How librav1e Calculates Structural Similarity

This article explores how librav1e, the library interface of the Rust-written AV1 video encoder rav1e, calculates structural similarity (SSIM) to evaluate video quality. We will examine the mathematical principles behind SSIM and Multi-Scale SSIM (MS-SSIM), how the encoder utilizes these metrics for rate-distortion optimization, and the performance optimizations used to calculate these values in real-time.

The Purpose of SSIM in rav1e

Video encoders must constantly make decisions about how to compress blocks of video frame data. librav1e utilizes Structural Similarity (SSIM) and Multi-Scale SSIM (MS-SSIM) as perceptual metrics to guide these decisions. Unlike Peak Signal-to-Noise Ratio (PSNR), which only measures absolute pixel-to-pixel differences, SSIM measures changes in structural information, luminance, and contrast. This approach closely mimics how the human visual system perceives video quality, allowing the encoder to allocate bitrate where it matters most to the viewer.

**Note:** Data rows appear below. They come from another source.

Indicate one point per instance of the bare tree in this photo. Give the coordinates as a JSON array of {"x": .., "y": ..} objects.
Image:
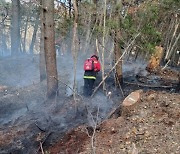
[
  {"x": 74, "y": 41},
  {"x": 15, "y": 28},
  {"x": 42, "y": 63},
  {"x": 49, "y": 47}
]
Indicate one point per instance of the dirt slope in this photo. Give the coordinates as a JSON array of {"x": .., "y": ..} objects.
[{"x": 153, "y": 127}]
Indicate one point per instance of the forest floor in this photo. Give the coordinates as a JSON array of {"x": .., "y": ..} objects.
[{"x": 87, "y": 125}]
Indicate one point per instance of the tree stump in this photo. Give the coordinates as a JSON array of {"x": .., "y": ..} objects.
[
  {"x": 130, "y": 102},
  {"x": 155, "y": 59}
]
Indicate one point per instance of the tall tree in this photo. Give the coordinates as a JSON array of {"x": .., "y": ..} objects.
[
  {"x": 49, "y": 48},
  {"x": 36, "y": 26},
  {"x": 15, "y": 28},
  {"x": 42, "y": 63}
]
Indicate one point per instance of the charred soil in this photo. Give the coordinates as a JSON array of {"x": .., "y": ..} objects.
[{"x": 29, "y": 123}]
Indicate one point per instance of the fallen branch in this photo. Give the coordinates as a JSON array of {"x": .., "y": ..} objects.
[
  {"x": 69, "y": 87},
  {"x": 114, "y": 66},
  {"x": 150, "y": 86},
  {"x": 43, "y": 141},
  {"x": 40, "y": 128}
]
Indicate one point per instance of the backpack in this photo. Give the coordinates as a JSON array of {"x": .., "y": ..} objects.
[{"x": 89, "y": 64}]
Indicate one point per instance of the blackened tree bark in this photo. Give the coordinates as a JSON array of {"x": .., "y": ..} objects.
[
  {"x": 36, "y": 26},
  {"x": 15, "y": 28},
  {"x": 49, "y": 48},
  {"x": 118, "y": 53},
  {"x": 42, "y": 63}
]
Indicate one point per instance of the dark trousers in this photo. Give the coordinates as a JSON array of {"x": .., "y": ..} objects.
[{"x": 88, "y": 86}]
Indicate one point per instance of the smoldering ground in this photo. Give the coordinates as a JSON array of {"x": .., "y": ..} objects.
[
  {"x": 27, "y": 118},
  {"x": 25, "y": 112}
]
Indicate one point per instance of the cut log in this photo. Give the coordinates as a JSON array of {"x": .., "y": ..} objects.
[
  {"x": 155, "y": 59},
  {"x": 130, "y": 102}
]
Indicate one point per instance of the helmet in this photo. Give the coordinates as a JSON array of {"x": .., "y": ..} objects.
[{"x": 95, "y": 57}]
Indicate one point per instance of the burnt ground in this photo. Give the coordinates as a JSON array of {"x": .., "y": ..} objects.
[{"x": 28, "y": 119}]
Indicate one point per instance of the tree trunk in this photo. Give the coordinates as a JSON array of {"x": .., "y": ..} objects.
[
  {"x": 75, "y": 43},
  {"x": 49, "y": 48},
  {"x": 36, "y": 26},
  {"x": 117, "y": 53},
  {"x": 25, "y": 34},
  {"x": 42, "y": 63},
  {"x": 15, "y": 28}
]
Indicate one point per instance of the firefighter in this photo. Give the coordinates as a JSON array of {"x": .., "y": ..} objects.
[{"x": 91, "y": 68}]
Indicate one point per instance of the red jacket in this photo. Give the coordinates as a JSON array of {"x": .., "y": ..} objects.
[{"x": 97, "y": 65}]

The Core Mathematical Calculation

To calculate SSIM, librav1e compares local windows of a reference frame (\(x\)) with a distorted frame (\(y\)). The calculation is split into three distinct comparison measurements:

Luminance (\(l\)): Compares the average intensity of the two windows using their means (\(\mu_x\) and \(\mu_y\)).
Contrast (\(c\)): Compares the contrast of the two windows using their standard deviations (\(\sigma_x\) and \(\sigma_y\)).
Structure (\(s\)): Compares the structural association using the covariance (\(\sigma_{xy}\)).

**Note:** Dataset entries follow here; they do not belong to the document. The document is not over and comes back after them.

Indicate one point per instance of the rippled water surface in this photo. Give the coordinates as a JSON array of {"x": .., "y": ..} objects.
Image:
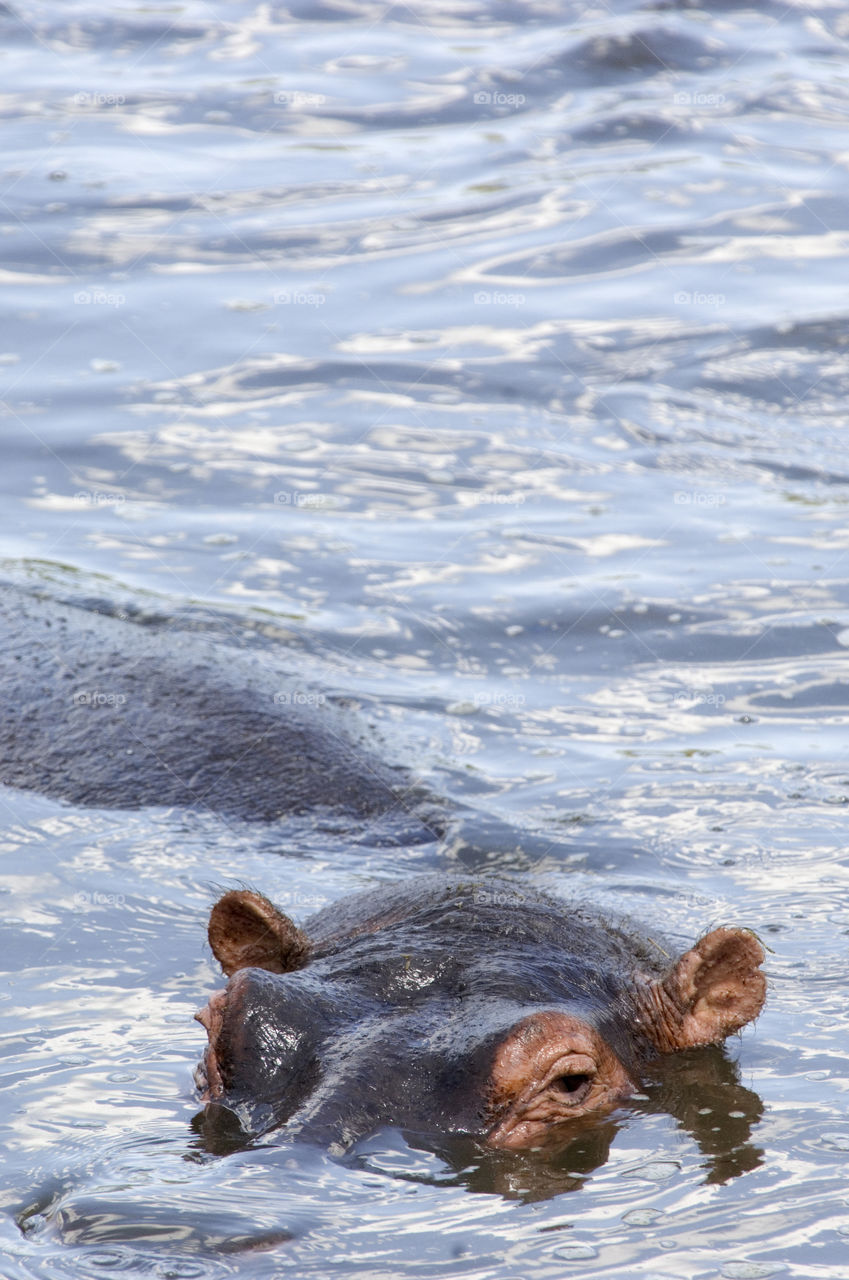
[{"x": 488, "y": 365}]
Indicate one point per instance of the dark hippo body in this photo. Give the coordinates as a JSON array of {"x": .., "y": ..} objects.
[
  {"x": 105, "y": 711},
  {"x": 453, "y": 1006}
]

These individual components are combined into the standard SSIM formula:

\[SSIM(x, y) = \frac{(2\mu_x\mu_y + C_1)(2\sigma_{xy} + C_2)}{(\mu_x^2 + \mu_y^2 + C_1)(\sigma_x^2 + \sigma_y^2 + C_2)}\]

In this formula, \(C_1\) and \(C_2\) are stabilization constants based on the dynamic range of the pixel values (e.g., 8-bit or 10-bit depth) to prevent division by zero when the denominators are close to null.

Block-by-Block Evaluation

librav1e does not calculate a single global SSIM score in a single step. Instead, it computes SSIM locally using a sliding window approach, typically over \(8 \times 8\) pixel blocks.

A local SSIM index is calculated for each overlapping window across the frame. These local index maps are then averaged to create a single overall quality score for the frame. This localized assessment allows the encoder to identify specific regions of a frame where compression artifacts are highly visible, enabling more precise Rate-Distortion Optimization (RDO) decisions at the block level.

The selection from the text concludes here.